I recently heard a sustainable/organic farmer say he thought plants beset by pests and illness were just reflecting a deficiency in the soil. My wife has been saying this for years. When a plant is attacked we pull it out and focus on nourishing the soil. We work to make sovereign soil.
The spirit of our land showed me debt as an emptiness that sits in the land and can become poisonous to living things. When the soil loses its life, the land cannot impart sovereignty, let alone life to us. Exploitation can have such a severe impact, the land requires a soul retrieval so that it might be able to renew itself.
Yesterday I was listening to an economist talk about the value of investing in US bonds, and why they would continue to be a good investment despite the recent downgrading in our reliability to pay off our sovereign debt.

“Lets say for example you decide you want to invest in something else besides bonds, lets say its…uh I don’t know… LAND, yeah lets say you decide to invest in LAND.”

He and the commentator both chuckled at the joke, who would be so stupid as to choose to invest in LAND rather than US bonds?
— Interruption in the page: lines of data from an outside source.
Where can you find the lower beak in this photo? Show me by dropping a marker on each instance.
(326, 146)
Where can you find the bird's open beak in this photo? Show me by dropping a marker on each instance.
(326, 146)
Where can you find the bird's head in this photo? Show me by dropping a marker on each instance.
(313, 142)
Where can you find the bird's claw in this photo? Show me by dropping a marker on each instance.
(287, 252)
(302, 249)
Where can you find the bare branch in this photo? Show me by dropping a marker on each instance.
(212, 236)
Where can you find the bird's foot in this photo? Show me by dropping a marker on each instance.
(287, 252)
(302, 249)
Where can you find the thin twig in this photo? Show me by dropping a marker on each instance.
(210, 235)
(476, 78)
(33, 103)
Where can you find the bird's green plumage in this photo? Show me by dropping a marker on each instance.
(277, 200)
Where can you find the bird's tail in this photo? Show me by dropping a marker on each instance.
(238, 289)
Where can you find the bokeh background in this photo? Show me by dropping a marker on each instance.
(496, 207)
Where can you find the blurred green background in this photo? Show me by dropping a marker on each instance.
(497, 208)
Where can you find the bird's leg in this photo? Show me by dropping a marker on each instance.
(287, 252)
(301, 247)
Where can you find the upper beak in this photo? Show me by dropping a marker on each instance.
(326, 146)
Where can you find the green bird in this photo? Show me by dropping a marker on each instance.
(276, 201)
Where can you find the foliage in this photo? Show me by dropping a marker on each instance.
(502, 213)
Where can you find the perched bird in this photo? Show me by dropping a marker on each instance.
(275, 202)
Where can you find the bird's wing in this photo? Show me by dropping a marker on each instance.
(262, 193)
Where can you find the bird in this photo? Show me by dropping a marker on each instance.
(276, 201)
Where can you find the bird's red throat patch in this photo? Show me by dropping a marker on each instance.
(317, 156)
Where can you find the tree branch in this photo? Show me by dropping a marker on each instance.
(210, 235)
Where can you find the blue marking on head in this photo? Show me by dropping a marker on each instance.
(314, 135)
The more disconnected we see our governments sovereignty as being from the land, the weaker that sovereignty will become. That distance represents a growing sovereign debt invisible to most of our political leaders. Its the spiritual debt born of a people so cut off from the land they think of it as an investment to be exploited, rather than the source of all wealth and wellness.
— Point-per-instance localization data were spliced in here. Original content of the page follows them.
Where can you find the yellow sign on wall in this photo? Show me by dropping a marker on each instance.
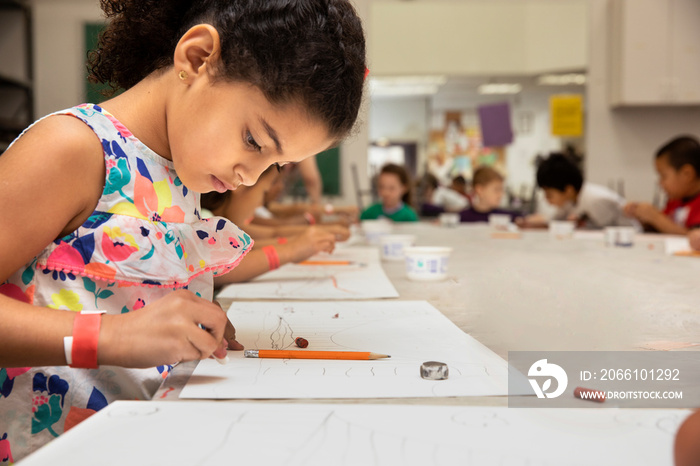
(566, 115)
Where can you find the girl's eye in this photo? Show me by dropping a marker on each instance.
(251, 142)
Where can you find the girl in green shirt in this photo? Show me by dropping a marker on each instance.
(394, 189)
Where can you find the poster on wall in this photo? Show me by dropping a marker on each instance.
(566, 115)
(495, 124)
(456, 144)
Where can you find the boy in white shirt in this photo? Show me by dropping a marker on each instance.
(592, 206)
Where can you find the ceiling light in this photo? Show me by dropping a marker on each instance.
(500, 88)
(405, 85)
(575, 79)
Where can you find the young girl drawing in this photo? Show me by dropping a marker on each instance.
(100, 204)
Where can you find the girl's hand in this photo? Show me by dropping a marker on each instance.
(630, 209)
(694, 238)
(646, 213)
(164, 332)
(340, 232)
(314, 240)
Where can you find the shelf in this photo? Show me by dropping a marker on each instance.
(14, 82)
(14, 4)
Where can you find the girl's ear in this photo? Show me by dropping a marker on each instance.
(198, 46)
(687, 173)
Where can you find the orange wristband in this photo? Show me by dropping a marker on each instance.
(309, 218)
(273, 260)
(86, 333)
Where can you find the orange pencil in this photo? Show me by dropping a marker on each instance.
(687, 253)
(311, 262)
(297, 354)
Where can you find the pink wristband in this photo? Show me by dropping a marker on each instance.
(86, 333)
(273, 259)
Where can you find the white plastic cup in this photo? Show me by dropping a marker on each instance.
(625, 236)
(392, 246)
(427, 264)
(449, 219)
(610, 234)
(562, 229)
(375, 229)
(499, 222)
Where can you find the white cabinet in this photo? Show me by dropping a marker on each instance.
(655, 52)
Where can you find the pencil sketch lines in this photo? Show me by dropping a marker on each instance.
(280, 334)
(224, 440)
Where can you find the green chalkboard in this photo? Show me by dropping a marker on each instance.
(329, 165)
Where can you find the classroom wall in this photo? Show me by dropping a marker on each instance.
(621, 142)
(409, 119)
(59, 59)
(477, 37)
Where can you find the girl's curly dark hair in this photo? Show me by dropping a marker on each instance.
(311, 51)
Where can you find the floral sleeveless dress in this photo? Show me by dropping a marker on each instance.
(144, 239)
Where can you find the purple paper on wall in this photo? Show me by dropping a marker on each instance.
(495, 124)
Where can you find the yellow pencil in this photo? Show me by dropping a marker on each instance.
(297, 354)
(322, 262)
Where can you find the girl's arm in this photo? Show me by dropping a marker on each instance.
(301, 247)
(50, 182)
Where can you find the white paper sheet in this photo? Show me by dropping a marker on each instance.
(214, 433)
(677, 245)
(412, 332)
(364, 279)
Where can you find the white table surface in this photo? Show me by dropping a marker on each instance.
(538, 293)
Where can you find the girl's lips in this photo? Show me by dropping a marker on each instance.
(218, 184)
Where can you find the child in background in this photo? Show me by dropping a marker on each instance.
(590, 205)
(438, 198)
(678, 166)
(459, 184)
(239, 207)
(107, 218)
(394, 188)
(486, 197)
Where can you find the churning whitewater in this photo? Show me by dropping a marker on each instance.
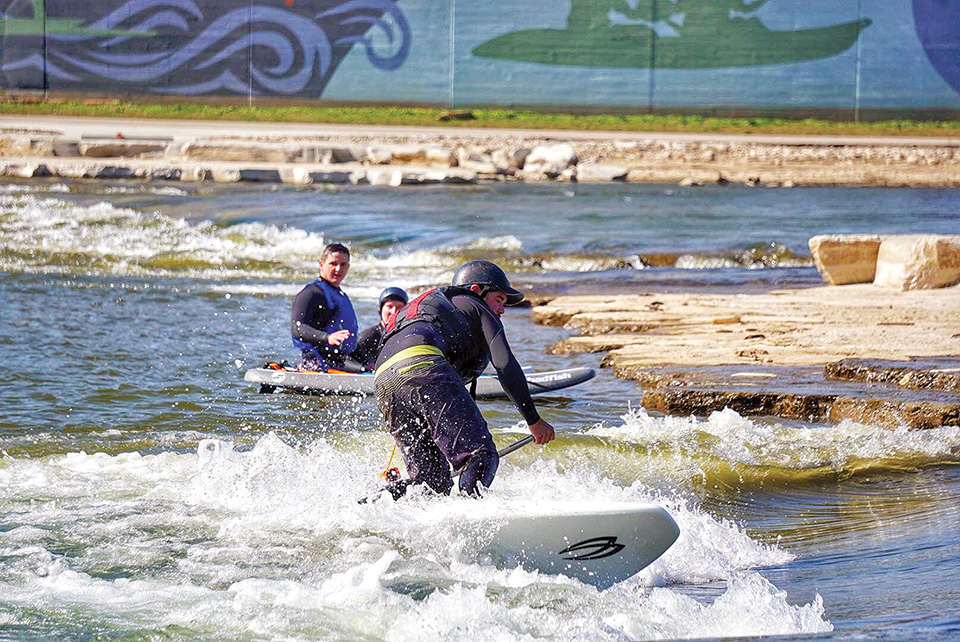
(147, 490)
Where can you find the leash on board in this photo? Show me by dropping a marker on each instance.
(392, 473)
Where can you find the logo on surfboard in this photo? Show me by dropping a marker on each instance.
(594, 548)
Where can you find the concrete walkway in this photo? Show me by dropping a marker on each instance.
(183, 130)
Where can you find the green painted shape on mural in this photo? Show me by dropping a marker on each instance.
(709, 38)
(37, 26)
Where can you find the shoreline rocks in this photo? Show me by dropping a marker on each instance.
(904, 262)
(774, 353)
(498, 156)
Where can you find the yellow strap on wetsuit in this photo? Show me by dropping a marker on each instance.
(408, 353)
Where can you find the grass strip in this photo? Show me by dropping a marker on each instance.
(493, 118)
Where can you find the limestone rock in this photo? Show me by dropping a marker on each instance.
(109, 148)
(918, 261)
(601, 173)
(550, 160)
(390, 177)
(243, 151)
(845, 258)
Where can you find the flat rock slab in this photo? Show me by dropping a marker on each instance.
(812, 326)
(941, 374)
(794, 393)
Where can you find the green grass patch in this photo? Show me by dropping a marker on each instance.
(505, 118)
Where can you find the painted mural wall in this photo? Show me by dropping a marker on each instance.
(900, 55)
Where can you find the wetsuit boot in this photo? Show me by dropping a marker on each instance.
(479, 469)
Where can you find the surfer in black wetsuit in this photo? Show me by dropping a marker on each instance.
(438, 342)
(364, 357)
(322, 322)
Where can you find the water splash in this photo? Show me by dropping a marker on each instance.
(272, 535)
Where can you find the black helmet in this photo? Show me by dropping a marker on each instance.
(393, 294)
(489, 277)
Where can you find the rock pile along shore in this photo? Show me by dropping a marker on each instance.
(859, 352)
(446, 156)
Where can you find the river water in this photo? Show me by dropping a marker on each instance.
(148, 492)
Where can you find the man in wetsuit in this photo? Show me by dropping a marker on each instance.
(322, 321)
(438, 342)
(364, 357)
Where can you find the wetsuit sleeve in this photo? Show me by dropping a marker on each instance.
(309, 307)
(511, 375)
(368, 347)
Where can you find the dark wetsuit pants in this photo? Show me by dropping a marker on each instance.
(437, 424)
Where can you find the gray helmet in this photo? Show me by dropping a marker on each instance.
(393, 294)
(489, 277)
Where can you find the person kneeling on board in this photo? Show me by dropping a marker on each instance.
(441, 340)
(322, 322)
(364, 357)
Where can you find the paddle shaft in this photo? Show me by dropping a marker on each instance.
(517, 445)
(506, 450)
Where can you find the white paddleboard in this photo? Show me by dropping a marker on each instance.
(328, 383)
(598, 544)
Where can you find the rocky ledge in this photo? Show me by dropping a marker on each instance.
(429, 158)
(799, 354)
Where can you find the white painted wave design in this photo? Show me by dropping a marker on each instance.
(283, 52)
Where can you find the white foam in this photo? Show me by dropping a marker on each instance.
(270, 540)
(730, 438)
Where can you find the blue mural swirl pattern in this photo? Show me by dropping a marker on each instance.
(169, 46)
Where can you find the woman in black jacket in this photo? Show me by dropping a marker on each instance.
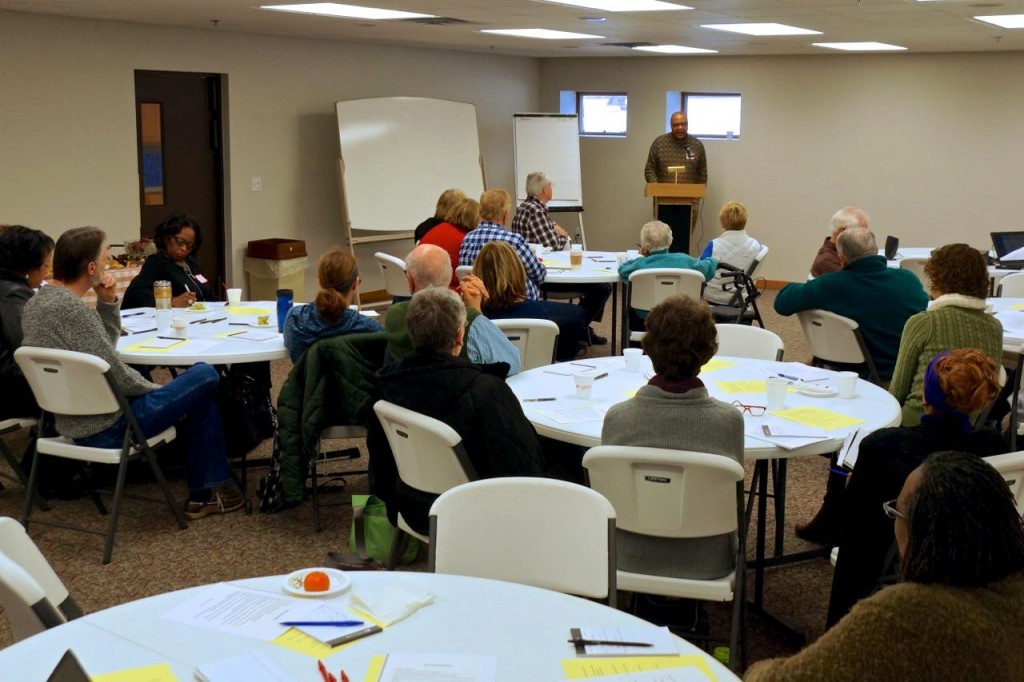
(177, 240)
(25, 262)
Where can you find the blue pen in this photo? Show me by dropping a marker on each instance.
(335, 624)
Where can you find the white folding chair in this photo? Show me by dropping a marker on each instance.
(648, 288)
(1011, 466)
(393, 271)
(835, 339)
(549, 534)
(916, 265)
(677, 495)
(535, 339)
(66, 382)
(25, 601)
(16, 544)
(754, 342)
(1012, 286)
(429, 456)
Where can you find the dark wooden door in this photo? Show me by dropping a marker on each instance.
(180, 158)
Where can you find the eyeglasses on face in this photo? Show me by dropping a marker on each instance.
(890, 509)
(752, 410)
The spirit of the land once told me in a journey that dirt was the knowledge of the earth. That knowledge brings forth our food, our health, and I think our sanity. It takes our sincere attention if it is going to bring forth the sovereignty of a wise people. Perhaps our future rests not in the hands of Wall Street or the government, but rather in the hands of those with their hands and hearts planted deeply in the soil.